There are a lot of new technologies that purport to make it easier to simultaneously drive and use your phone, but one insurance company is doubtful that these innovations are actually helping to keep roads safe.
In spite of — or because of these innovations — nine out of ten drivers engage in risky behaviour whenever they drive, according to a new poll by market research firm Léger that was commissioned by AllState Insurance. The poll surveyed more than 1,000 drivers in Quebec.
What counts as “risky” behaviour? According to Léger’s estimation, that would be anything that shifts a driver’s attention away from the road. And that includes most non-driving activities — even ones that don’t require drivers to use their hands.

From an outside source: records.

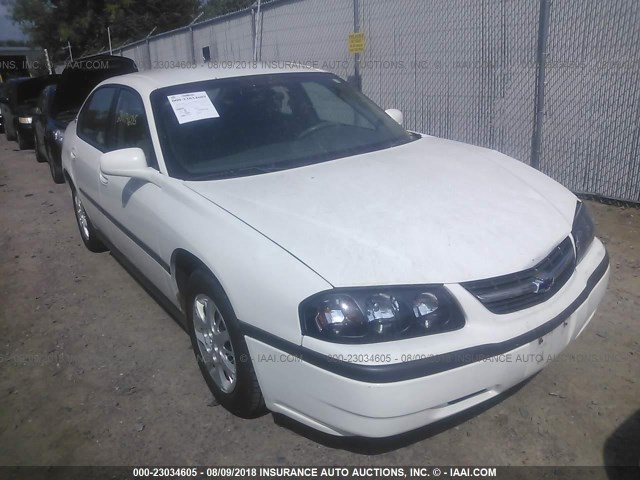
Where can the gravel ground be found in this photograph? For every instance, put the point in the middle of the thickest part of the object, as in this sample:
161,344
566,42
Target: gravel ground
94,372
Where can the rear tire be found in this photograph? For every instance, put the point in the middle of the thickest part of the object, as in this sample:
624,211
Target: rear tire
39,157
220,348
87,231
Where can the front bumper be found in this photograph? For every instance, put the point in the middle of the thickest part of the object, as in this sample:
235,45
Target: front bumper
378,399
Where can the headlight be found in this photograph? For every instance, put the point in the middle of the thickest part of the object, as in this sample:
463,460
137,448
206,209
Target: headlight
582,230
370,315
58,136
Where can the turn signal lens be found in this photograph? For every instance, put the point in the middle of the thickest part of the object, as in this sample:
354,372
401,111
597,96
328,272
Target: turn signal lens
339,315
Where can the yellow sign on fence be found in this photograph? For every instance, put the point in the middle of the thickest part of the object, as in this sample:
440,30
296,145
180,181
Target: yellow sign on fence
356,42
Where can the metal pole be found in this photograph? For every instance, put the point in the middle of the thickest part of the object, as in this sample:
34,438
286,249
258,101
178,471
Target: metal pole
543,35
148,59
46,57
258,33
356,29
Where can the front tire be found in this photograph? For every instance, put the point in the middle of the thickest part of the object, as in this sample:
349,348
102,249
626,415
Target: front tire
87,231
220,348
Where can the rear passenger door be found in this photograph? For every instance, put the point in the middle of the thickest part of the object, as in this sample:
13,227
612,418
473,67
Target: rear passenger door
131,204
92,140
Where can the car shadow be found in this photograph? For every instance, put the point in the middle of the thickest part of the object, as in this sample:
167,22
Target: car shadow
378,446
622,450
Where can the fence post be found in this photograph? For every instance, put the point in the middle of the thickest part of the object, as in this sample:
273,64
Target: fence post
541,60
356,58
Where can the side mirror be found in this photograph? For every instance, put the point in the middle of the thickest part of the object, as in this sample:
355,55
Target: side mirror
127,162
396,115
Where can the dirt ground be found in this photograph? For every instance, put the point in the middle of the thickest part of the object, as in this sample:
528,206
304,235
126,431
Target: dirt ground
94,372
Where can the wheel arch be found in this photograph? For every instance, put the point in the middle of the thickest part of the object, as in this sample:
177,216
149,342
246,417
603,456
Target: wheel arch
183,264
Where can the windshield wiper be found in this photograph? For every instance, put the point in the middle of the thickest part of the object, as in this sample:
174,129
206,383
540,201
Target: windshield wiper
236,172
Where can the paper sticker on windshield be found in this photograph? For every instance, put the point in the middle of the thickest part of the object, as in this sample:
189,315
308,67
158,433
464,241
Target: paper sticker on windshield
193,106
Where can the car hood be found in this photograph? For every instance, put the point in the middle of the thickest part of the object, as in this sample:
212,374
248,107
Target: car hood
430,211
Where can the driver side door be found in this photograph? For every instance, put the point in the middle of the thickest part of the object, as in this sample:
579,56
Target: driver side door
133,206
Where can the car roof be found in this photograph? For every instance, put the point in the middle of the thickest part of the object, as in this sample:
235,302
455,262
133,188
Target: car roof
149,80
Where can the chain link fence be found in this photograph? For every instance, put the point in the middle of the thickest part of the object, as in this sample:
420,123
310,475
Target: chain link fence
465,70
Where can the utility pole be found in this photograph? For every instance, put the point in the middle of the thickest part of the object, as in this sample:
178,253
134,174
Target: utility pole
146,39
46,57
543,35
68,47
257,34
193,47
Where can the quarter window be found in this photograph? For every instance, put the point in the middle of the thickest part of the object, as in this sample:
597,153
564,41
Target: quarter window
93,121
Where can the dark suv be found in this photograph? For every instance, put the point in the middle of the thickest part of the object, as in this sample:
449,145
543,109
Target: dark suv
18,107
58,106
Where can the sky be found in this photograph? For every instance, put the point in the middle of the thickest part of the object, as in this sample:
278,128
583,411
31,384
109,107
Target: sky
8,31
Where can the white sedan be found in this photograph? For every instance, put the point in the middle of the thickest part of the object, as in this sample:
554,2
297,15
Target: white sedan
328,264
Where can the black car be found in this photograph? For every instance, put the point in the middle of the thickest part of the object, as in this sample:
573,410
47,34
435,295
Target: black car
58,106
19,99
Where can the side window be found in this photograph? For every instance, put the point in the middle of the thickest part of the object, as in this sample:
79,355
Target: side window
93,121
330,108
130,127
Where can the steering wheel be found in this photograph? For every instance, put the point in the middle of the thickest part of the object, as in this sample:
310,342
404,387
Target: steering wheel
314,128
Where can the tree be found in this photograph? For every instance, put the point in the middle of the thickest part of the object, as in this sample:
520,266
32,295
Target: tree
215,8
52,23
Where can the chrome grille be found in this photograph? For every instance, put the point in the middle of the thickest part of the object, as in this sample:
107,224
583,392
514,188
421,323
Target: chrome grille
517,291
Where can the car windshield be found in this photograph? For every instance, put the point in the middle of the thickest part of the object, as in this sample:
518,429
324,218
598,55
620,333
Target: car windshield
263,123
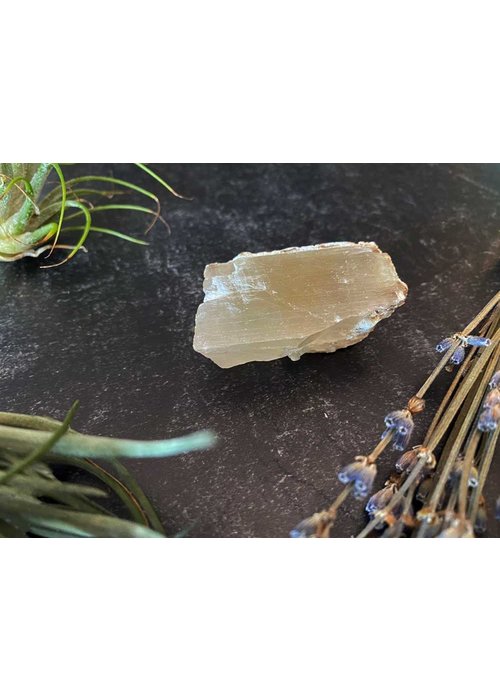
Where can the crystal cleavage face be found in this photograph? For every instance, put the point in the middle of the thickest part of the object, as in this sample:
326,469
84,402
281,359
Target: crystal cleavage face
318,298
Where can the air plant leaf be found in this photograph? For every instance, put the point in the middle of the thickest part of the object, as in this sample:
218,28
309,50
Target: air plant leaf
36,501
32,220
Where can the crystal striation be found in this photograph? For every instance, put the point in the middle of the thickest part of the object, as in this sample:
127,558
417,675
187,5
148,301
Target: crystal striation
318,298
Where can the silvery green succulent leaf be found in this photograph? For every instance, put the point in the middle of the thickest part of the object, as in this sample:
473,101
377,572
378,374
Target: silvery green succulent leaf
34,221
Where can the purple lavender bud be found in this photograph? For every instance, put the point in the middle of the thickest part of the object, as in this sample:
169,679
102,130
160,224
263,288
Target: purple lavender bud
364,481
473,478
401,422
307,527
492,398
495,380
458,356
488,420
424,490
481,524
444,344
477,341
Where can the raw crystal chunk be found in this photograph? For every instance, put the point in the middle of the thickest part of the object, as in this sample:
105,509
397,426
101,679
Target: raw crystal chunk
318,298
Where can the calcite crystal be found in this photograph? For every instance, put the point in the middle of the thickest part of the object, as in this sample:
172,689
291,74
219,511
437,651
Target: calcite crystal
318,298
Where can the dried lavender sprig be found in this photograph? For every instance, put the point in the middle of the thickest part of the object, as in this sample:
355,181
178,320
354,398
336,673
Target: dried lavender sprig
485,465
391,433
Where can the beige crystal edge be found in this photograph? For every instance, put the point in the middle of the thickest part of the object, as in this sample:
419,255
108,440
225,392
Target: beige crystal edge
319,339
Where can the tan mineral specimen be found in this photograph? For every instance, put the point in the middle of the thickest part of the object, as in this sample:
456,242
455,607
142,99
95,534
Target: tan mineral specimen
318,298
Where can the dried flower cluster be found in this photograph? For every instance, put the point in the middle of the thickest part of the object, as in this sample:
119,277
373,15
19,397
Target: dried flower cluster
436,488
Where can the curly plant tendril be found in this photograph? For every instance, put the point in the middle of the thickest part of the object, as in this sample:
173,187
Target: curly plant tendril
33,220
426,495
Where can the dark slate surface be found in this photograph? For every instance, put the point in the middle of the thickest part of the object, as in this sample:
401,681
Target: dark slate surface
114,328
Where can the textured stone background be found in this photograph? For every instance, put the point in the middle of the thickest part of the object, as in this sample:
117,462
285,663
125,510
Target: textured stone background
114,329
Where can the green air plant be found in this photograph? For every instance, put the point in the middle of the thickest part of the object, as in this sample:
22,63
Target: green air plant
36,219
35,500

Half of the drivers that engage in risky driving behaviour talk on the phone while they drive, via a hands-free function like a speakerphone, the poll said. Thirty eight percent of these drivers change the music playing in the car while driving, while 35% use a hands-free multimedia function to text or read emails.
Additionally, 25% use their hands to text, make calls, or take pictures with their phones, while 23% adjust their GPS while they’re on the road.
Multitasking looks to be more popular than ever. Even so, only a fifth of drivers — or 22% — told Léger that they felt like they qualified as distracted drivers, while 9% believe they never engage in risky driving behaviour at all.
Léger and AllState believe that the lack of self awareness about distracted driving can be credited to how new driving technologies — especially hands-free and assisted driving functions — make drivers feel safer than they used to. The cushion allegedly provided by these new technologies makes drivers feel safer about acting in ways that would otherwise be risky.
“We can't avoid new technology and the changes that come with it; and nor would we want to. Our cars are becoming safer,” says André Parra, regional claims director at Allstate Insurance Company of Canada.
“However, what we need to do is ensure it's being used properly, as opposed to creating more distractions for drivers.”